Al Iacobelli said a key beneficiary was General Holiefield, a UAW vice president who was responsible for negotiating with Fiat Chrysler on behalf of the union. A $262,000 mortgage on his suburban Detroit home was paid off in 2014 with a check from the training center.
Iacobelli pleaded guilty to conspiracy and a tax crime and likely faces eight years in federal prison. He failed to report $861,000 in money taken from the training center in 2014.
"Fiat Chrysler's most senior labor negotiator colluded with top UAW leaders for many years to illegally line UAW officials' pockets," U.S. Attorney Matthew Schneider said.
Holiefield died in 2015, but his wife, Monica Morgan, is charged in the case. In his plea agreement, Iacobelli admitted to providing first-class air travel, designer clothing, furniture, jewelry and fancy watches to the couple and others, from 2009 through mid-2015.

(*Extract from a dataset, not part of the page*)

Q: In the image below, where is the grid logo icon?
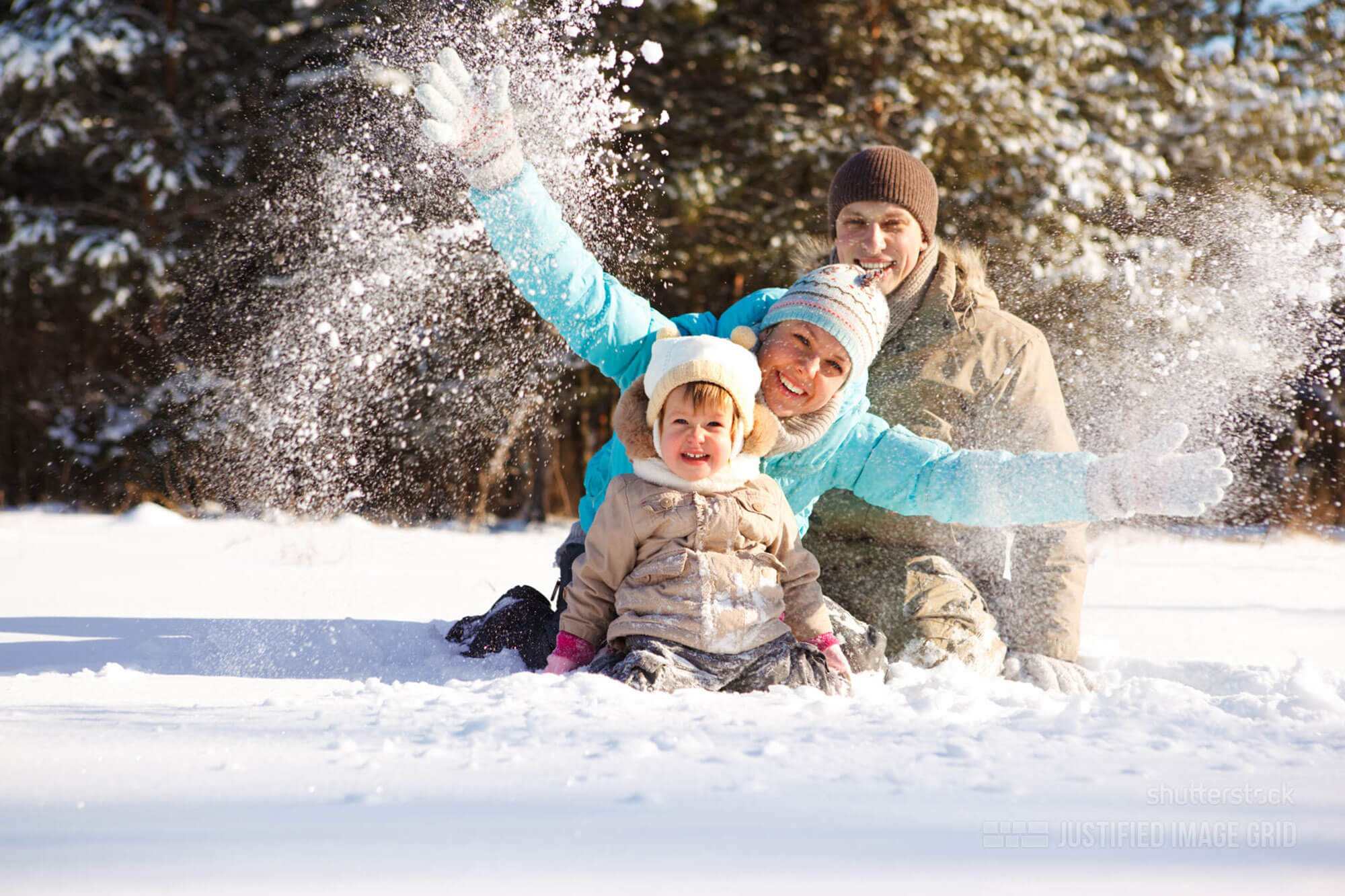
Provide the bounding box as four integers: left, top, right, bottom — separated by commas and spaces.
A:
981, 822, 1049, 849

The goal was to "obtain benefits, concessions and advantages" for Fiat Chrysler in the negotiation and execution of contracts between the company and the UAW, the plea deal states.
The plea agreement includes at least one instance where Iacobelli apparently influenced Holiefield. He said Holiefield had been "scripted" ahead of a 2013 meeting with the union's international executive board. The topic was a multibillion-dollar deal involving a retiree health fund. No other details were disclosed.
The government said the money spent by Iacobelli came from the UAW-Chrysler National Training Center in Detroit. Fiat Chrysler made annual payments of $13 million to $28 million to the center from 2009 to 2014. Iacobelli and Holiefield were co-chairmen.
Fiat Chrysler and the UAW said they were unaware of the scheme while it was unfolding. Iacobelli was fired in 2015.
"I encourage you not to be discouraged by the actions of a few people that betrayed our core principles and our standards of morality, integrity and quality," Fiat Chrysler chief Sergio Marchionne wrote to workers last summer.